Cement is manufactured through a closely controlled chemical combination of calcium, silicon, aluminum, iron and other ingredients. Common materials used to manufacture cement include limestone, shells and chalk or marl combined with shale, clay, slate, blast furnace slag, silica sand, and iron ore.
These ingredients, when heated at high temperatures form a rock-like substance that is ground into the fine powder that we commonly call cement.
This time if the Dangote group’s negotiating team makes a break-through, the Zimbabwean plant will be its 11th across Africa as it expands its footprint on the continent.
Owned by Nigerian billionaire, Aliko Dangote, the company first expressed interest to invest in Zimbabwe in 2015 when he last visited the country during the First Republic.
During that time, it was said the company was interested in building a US$400 million cement plant, but the plan did not come to fruition, a development largely blamed on bureaucracy prevalent under the previous government.
The holding onto claims of key resources for speculative purposes might have driven the Government to enforce the use it or lose it policy in the mining sector.
During his visit then, Dangote also expressed interest in investing in power generation and coal mining.
However, with the coming in of the New Dispensation led by President Emmerson Mnangagwa, Zimbabwe’s investment climate has vastly improved, resulting in renewed investor appetite.
This time, it appears the Dangote group’s interest is equally piqued by investment prospects in Zimbabwe, driven by the government’s thrust of pursuing investor friendly policies.
Dangote Group executive director, Engineer Mansur Ahmed, who was in the country for the Zimbabwe International Trade Fair (ZITF):
“Today our flagship business, the Dangote cement business has footprint in about 14 African countries, with the actual investment in cement plants in 10 of these.
“It is my hope that perhaps not in the too distant future Zimbabwe will be the eleventh,” Ahmed told delegates at an investment conference on the sidelines of the ZITF.
Dangote cement is Sub-Saharan Africa’s largest cement company with a production capacity of 48.6 million tonnes a year across 10 countries.

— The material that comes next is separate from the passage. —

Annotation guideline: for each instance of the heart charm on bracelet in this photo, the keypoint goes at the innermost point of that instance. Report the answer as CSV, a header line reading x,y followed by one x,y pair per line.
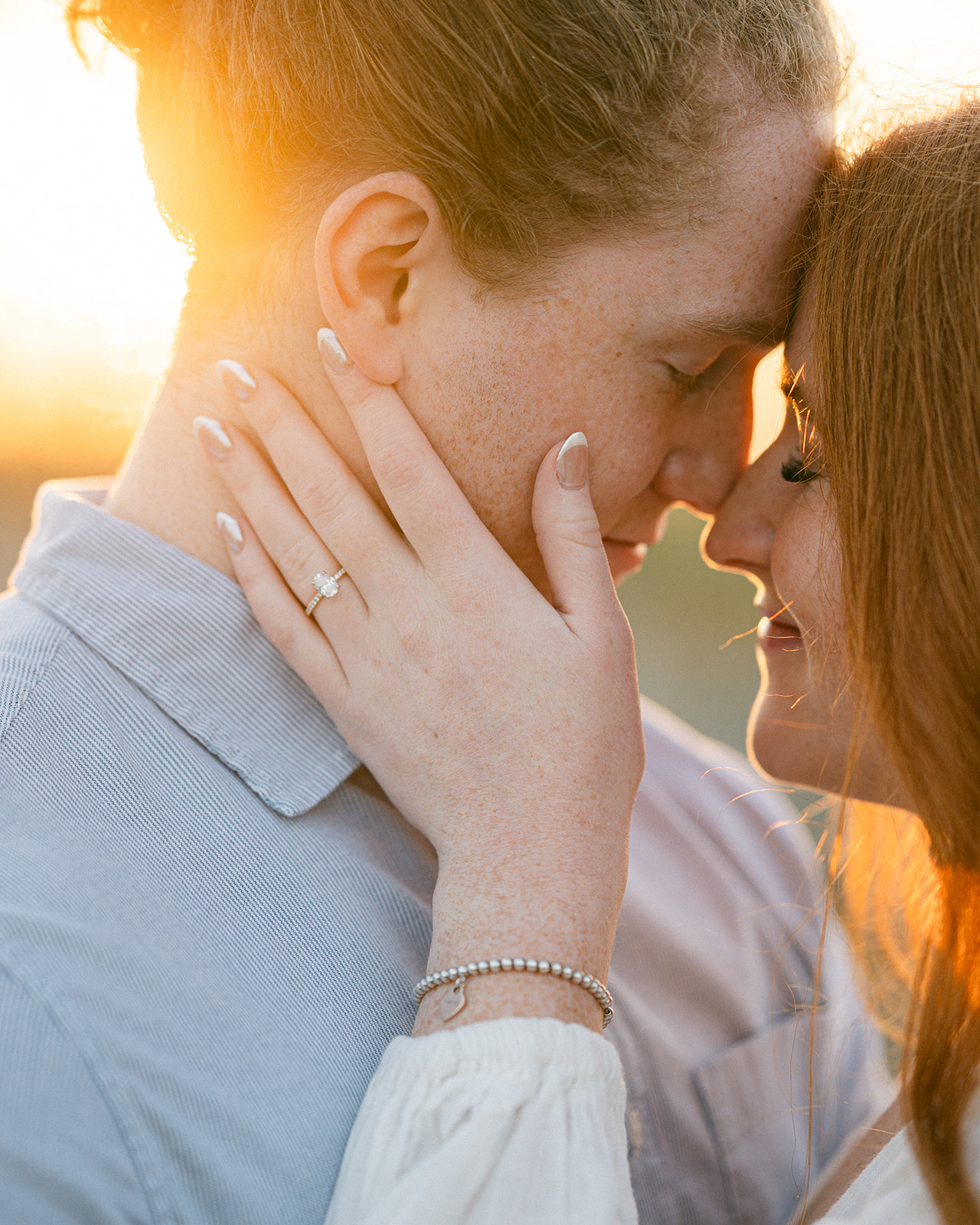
x,y
453,1001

The company has cement plants in Nigeria, Zambia, Tanzania, South Africa, Sierra Leone, Ethiopia, Ghana, Senegal, and Cameroon.
Meanwhile, Ahmed said the Dangote Group, which is invested in steel, agriculture, transportation, infrastructure, oil and gas among other sectors, is eager to play its role in Africa’s infrastructure development agenda.
Its commitment to infrastructure development is ideal given Zimbabwe’s current thrust on infrastructure development across the board.
“At Dangote, we have a fair understanding of the importance of infrastructure to economic development,” he explained.